Additional Configurations

Customize your job with advanced options

Adding environment variables and secrets

The Environment Variables and Secrets concept pages cover how to create and use them. Here we just show the usage for quick reference.

from servicefoundry import Job, Build, PythonBuild

job = Job(
    name="iris-train-job",
    image=Build(
        build_spec=PythonBuild(
            command="python train.py",
            requirements_path="requirements.txt",
        )
    ),
    env={
        "DB_USER": "postgres",
      	"DB_PASSWORD": "<YOUR_SECRET_FQN>"
    }
)
name: iris-train-job
type: job
image:
	type: build
	build_source:
		type: local
	build_spec:
		type: tfy-python-buildpack
		command: python train.py
		requirements_path: requirements.txt
env:
	DB_USER: "postgres"
	DB_PASSWORD: "tfy-secret://<YOUR_SECRET_FQN>"

Configure concurrency_limit

Requires servicefoundry>=0.9.8

You can limit how many runs of a Job can run concurrently (provided sufficient resources are available in the cluster). By default, this is set to None which allows an unlimited number of runs concurrently.

E.g. To allow only no more than 3 runs to run concurrently:

from servicefoundry import Job, Build, PythonBuild

job = Job(
    name="iris-train-job",
    image=Build(
        build_spec=PythonBuild(
            command="python train.py",
            requirements_path="requirements.txt",
        )
    ),
    concurrency_limit=3
)
name: iris-train-job
type: job
image:
	type: build
	build_source:
		type: local
	build_spec:
		type: tfy-python-buildpack
		command: python train.py
		requirements_path: requirements.txt
concurrency_limit: 3

Configure retries

You can specify the maximum number of attempts to run a Job before it is marked as failed. By default, this is set to 1

from servicefoundry import Job, Build, PythonBuild

job = Job(
    name="iris-train-job",
    image=Build(
        build_spec=PythonBuild(
            command="python train.py",
            requirements_path="requirements.txt",
        )
    ),
    retries=3
)
name: iris-train-job
type: job
image:
	type: build
	build_source:
		type: local
	build_spec:
		type: tfy-python-buildpack
		command: python train.py
		requirements_path: requirements.txt
retries: 3

Configure timeout

You can specify (in seconds) the maximum amount of time for a job to run, whether it has failed or not. This will take precedence over the retries Retry Limit. By default, this is set to 1000 seconds.

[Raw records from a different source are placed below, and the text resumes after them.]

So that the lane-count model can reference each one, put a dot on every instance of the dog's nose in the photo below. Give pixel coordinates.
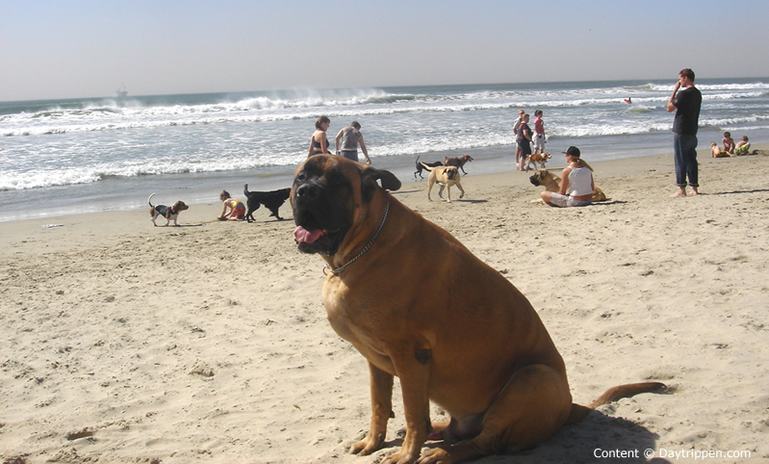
(307, 192)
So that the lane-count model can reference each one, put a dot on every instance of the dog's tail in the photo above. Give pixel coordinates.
(579, 412)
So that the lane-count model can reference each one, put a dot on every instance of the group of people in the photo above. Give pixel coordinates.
(348, 139)
(730, 148)
(577, 184)
(525, 137)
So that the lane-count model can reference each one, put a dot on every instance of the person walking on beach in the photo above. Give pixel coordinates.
(516, 127)
(539, 132)
(319, 140)
(349, 138)
(686, 103)
(524, 141)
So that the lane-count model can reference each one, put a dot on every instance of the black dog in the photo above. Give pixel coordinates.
(271, 200)
(421, 168)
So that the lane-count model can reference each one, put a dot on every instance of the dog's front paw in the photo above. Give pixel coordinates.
(401, 457)
(435, 456)
(368, 445)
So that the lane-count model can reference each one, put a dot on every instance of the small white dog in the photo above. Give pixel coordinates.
(445, 176)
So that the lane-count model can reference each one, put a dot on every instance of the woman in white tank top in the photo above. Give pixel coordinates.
(577, 184)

For example, if you set theretries to 6 and a timeout of 480 seconds, the job will terminate after 8 minutes regardless of how many times it attempted to run.

from servicefoundry import Job, Build, PythonBuild

job = Job(
    name="iris-train-job",
    image=Build(
        build_spec=PythonBuild(
            command="python train.py",
            requirements_path="requirements.txt",
        )
    ),
    retries=6,
    timeout=480,
)
name: iris-train-job
type: job
image:
	type: build
	build_source:
		type: local
	build_spec:
		type: tfy-python-buildpack
		command: python train.py
		requirements_path: requirements.txt
retries: 6
timeout: 480

Set resources limits

You can configure the CPU and Memory resources to be allocated to each job. To understand the resources configuration in more detail, please read the Resources concepts page.

For e.g. here we request 0.2 CPU and 128 MiB memory with a hard limit of 0.5 CPU and 512 MiB memory.

from servicefoundry import Job, Build, PythonBuild, Resources

job = Job(
    name="iris-train-job",
    image=Build(
        build_spec=PythonBuild(
            command="python train.py",
            requirements_path="requirements.txt",
        )
    ),
    resources=Resources(
        cpu_request=0.2,
        cpu_limit=0.5,
        memory_request=128,
        memory_limit=512,
    ),
)
name: iris-train-job
type: job
image:
	type: build
	build_source:
		type: local
	build_spec:
		type: tfy-python-buildpack
		command: python train.py
		requirements_path: requirements.txt
resources:
	cpu_request: 0.2
  cpu_limit: 0.5
  memory_request: 128
  memory_limit: 512